As threats from the pandemic begin to decline around the world, demand for the life sciences industry’s products and services has not, as studies predict sector growth rates higher than the global GDP over the next several years. The need for medical innovation is as urgent today as it was during the height of the global crisis. The race to develop new drug molecules, the growing demand for breakthrough medical devices and the explosive growth of diagnostics have placed tremendous burdens on human capital leaders to find not only traditional R&D skills but digital ones as well. As medicine becomes more personalized — relying on data and bespoke treatments — the life sciences industry has opportunities to grow tremendously in the years ahead, but it will be competing for the same skills as industries around them.
To take advantage of these opportunities, life sciences companies require resourceful workforce planning today and tomorrow, as dynamic forces reshape the pharma, biopharm, medtech and diagnostics industries.
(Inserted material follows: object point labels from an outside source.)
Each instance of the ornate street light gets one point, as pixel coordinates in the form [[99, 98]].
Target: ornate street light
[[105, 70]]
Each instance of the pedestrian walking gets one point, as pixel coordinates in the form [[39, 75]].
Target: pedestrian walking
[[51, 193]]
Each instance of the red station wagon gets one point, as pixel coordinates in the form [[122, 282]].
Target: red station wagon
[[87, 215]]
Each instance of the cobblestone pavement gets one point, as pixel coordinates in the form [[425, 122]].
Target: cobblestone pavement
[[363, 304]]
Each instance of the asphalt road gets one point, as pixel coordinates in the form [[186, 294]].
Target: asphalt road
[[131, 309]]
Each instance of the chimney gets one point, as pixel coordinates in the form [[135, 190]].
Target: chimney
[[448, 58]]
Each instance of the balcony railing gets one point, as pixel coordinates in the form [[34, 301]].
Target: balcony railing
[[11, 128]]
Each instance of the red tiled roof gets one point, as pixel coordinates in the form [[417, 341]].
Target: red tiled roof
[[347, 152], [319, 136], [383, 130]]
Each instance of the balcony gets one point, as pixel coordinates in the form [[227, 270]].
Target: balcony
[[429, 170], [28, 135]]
This won’t be easy in today’s tight labor market.
treat the talent scarcity and hiring challenges
Randstad Sourceright’s Talent Trends survey of C-suite and human capital leaders in the life sciences and pharma sector found that one-third (33%) say talent scarcity is a major pain point. It is the most often cited challenge they face this year. A majority (55%) also plan to hire extensively this year. The top reason for adding headcount? To avoid talent scarcity that would slow their business (45%).
As a recession-proof business, the U.S. life sciences employment base rose 1.4% in 2020, even as the total private sector lost 5.1% in the first year of the pandemic. Leading the sector was the research, testing and medical laboratory business, which saw an increase of 2.7%, followed by pharmaceuticals makers (1.7%) and bioscience-related distribution. In the U.K., job growth was even stronger, rising to 268,000 in 2020, an increase of 3.7%.
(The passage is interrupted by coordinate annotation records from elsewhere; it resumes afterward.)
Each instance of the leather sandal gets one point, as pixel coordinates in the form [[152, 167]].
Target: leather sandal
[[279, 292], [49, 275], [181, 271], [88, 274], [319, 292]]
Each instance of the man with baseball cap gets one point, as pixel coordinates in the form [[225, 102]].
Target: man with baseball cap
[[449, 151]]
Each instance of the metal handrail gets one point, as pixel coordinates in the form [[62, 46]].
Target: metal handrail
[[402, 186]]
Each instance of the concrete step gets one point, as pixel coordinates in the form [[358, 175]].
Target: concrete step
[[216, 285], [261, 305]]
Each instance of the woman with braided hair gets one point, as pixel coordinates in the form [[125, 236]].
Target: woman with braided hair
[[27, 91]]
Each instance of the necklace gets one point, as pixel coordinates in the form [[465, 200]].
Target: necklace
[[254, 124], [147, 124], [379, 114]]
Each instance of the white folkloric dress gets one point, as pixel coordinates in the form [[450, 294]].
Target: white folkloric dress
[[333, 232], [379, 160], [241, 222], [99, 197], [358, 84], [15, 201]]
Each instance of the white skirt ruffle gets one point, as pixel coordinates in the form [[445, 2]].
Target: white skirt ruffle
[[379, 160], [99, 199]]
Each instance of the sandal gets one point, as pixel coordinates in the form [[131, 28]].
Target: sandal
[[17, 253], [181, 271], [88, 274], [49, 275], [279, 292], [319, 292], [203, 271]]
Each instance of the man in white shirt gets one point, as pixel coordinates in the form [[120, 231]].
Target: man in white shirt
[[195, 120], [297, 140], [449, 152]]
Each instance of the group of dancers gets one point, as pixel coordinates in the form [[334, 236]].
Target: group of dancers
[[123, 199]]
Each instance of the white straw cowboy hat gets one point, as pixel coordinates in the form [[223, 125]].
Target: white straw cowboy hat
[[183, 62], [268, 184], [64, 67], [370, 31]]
As in many other STEM-driven businesses, innovation will require future skills that are just emerging or that have not yet come about. And, with talent shortages growing — especially for highly technical professionals in areas such as data analytics/engineering, cloud computing and artificial intelligence — life sciences employers must elevate their strategies to win the competition for talent both within and outside their industry. Failure to attract, engage and hire top candidates will likely create a lasting and significant setback for some businesses.
demand for data skills skyrockets
In the post-pandemic era, life sciences and pharma companies are refocusing on areas of growth that had been deprioritized due to the global pandemic response. In 2021, drug makers produced 11 billion COVID-19 vaccines, the largest immunization campaign in human history. While vaccinations continue to be administered this year, their numbers will likely be far lower than the year before.
For many pharmaceutical and biopharmaceutical manufacturers, this means they can reprioritize traditionally in-demand therapeutic areas such as immunology, oncology and neurology, which are among the fastest-growing drug categories. As a result, the global pharmaceutical industry is expected to markedly surpass its $1.45 trillion valuation in 2021 to $2.1 trillion in 2026, according to one report.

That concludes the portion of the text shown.